After Veras delivered her Nobel bombshell, the president couldn’t help himself. I probably shouldn’t say this — might end my political career — but you are beautiful,” he told the reporter. “And you’re beautiful inside. I wish we had more reporters like you.”
Critics pounced on the comment as inappropriate. Supporters called it vintage Trump — unfiltered, human, real. Either way, it was classic Donald, turning a solemn diplomatic moment into must-see TV.
Will peace actually stick?
Not everyone’s popping champagne. The M23 rebels haven’t agreed to anything. They’ve suggested any deal made without them is worthless. Fighting continues on the ground even as diplomats shake hands in Washington.
Nobel laureate Denis Mukwege, a Congolese doctor who’s treated thousands of rape victims, called the agreement “vague” and warned it rewards Rwanda’s aggression.
But Trump waved off doubters with characteristic confidence. Asked about potential violations, he warned of “very severe penalties, financial and otherwise” for anyone who breaks the deal.
His administration plans a Rose Garden ceremony in coming weeks with both African presidents. More signatures. More photos. More chances to remind the world who made peace possible.
The greatest comeback of all?
Imagine the scene in Oslo next December. Trump striding onto the stage where Obama once stood. The Nobel medal gleaming against his dark suit. The man they said would start World War Three collecting the world’s most prestigious peace prize.

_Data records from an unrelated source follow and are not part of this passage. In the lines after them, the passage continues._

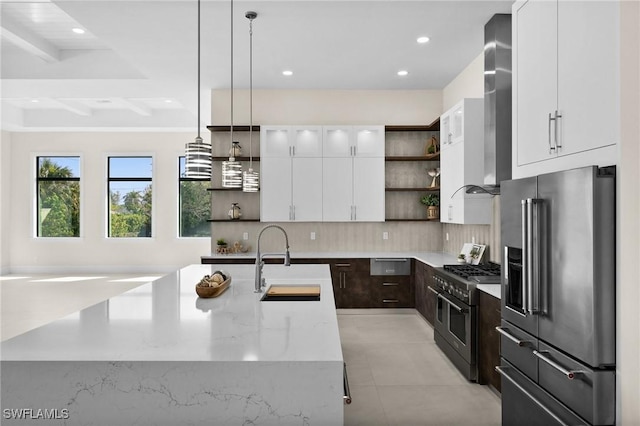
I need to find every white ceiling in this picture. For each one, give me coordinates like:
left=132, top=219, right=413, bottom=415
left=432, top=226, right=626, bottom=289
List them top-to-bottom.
left=0, top=0, right=512, bottom=131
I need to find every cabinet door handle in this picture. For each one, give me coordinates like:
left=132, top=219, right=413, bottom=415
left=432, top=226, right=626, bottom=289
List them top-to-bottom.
left=548, top=113, right=557, bottom=154
left=373, top=257, right=409, bottom=262
left=427, top=285, right=440, bottom=295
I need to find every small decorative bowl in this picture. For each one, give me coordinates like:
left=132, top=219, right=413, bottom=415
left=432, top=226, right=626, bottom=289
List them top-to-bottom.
left=196, top=273, right=231, bottom=299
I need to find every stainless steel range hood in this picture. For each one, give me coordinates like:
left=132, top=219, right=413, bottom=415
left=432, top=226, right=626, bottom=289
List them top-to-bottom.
left=465, top=14, right=511, bottom=195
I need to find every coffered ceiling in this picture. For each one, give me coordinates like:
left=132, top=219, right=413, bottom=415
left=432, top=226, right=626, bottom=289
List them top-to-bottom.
left=0, top=0, right=512, bottom=131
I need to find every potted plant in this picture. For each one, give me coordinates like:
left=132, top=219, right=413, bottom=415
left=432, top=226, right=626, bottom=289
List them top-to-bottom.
left=420, top=194, right=440, bottom=219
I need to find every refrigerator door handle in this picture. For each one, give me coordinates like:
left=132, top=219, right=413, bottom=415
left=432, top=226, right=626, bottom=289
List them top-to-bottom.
left=523, top=198, right=540, bottom=315
left=521, top=200, right=530, bottom=316
left=496, top=326, right=533, bottom=347
left=533, top=350, right=583, bottom=380
left=495, top=366, right=569, bottom=426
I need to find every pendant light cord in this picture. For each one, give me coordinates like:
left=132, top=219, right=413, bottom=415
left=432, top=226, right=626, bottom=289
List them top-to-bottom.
left=198, top=0, right=201, bottom=139
left=229, top=0, right=235, bottom=152
left=249, top=18, right=253, bottom=171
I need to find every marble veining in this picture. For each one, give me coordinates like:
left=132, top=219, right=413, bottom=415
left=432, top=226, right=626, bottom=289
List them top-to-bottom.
left=1, top=265, right=343, bottom=426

His enemies would choke on their organic quinoa. The liberal establishment would melt down in real time. And Trump? He’d probably give the shortest Nobel speech in history before flying home to play golf.
Hariana Veras saw hope in Congo’s killing fields. She saw mothers who’d lost children daring to smile again. She saw young men putting down machetes and picking up mobile phones.
Most importantly, she saw a chance to give credit where it’s due. Not to the diplomats who failed for 30 years. Not to the UN bureaucrats who counted bodies while doing nothing. But to the unlikely peacemaker who everyone said was too crude, too transactional, too American to understand Africa’s complexities.
Turns out, maybe that’s exactly what it took.
Trump’s message to the Nobel Committee
The President might claim he doesn’t care about their “liberal prize” — but everyone knows better. This is the man who keeps magazine covers from the 1980s, who builds golf courses with his name in giant letters, who needs the world to acknowledge his wins.
A Nobel Peace Prize would be the ultimate validation. Proof that the establishment was wrong. Evidence that his unorthodox methods work. The golden ticket to history’s most exclusive club.
Tshisekedi gets it. The Congolese president understands what motivates Trump better than most Western leaders. Give the man his due. Feed his ego. Watch him move mountains to prove he deserves it.
Six million dead Africans couldn’t move previous presidents to action. But the prospect of Norwegian gold might just keep Trump focused long enough to make peace stick.
And if that’s what it takes to stop the killing, maybe we should all be rooting for him to win.
Because in Congo’s mass graves and refugee camps, they don’t care about Trump’s tweets or his hair or his history with porn stars. They care that their children might actually grow old. They care that the rapes might finally stop. They care that someone, anyone, finally gave enough of a damn to end their suffering.
Even if that someone is Donald J. Trump.
Especially if that someone is Donald J. Trump.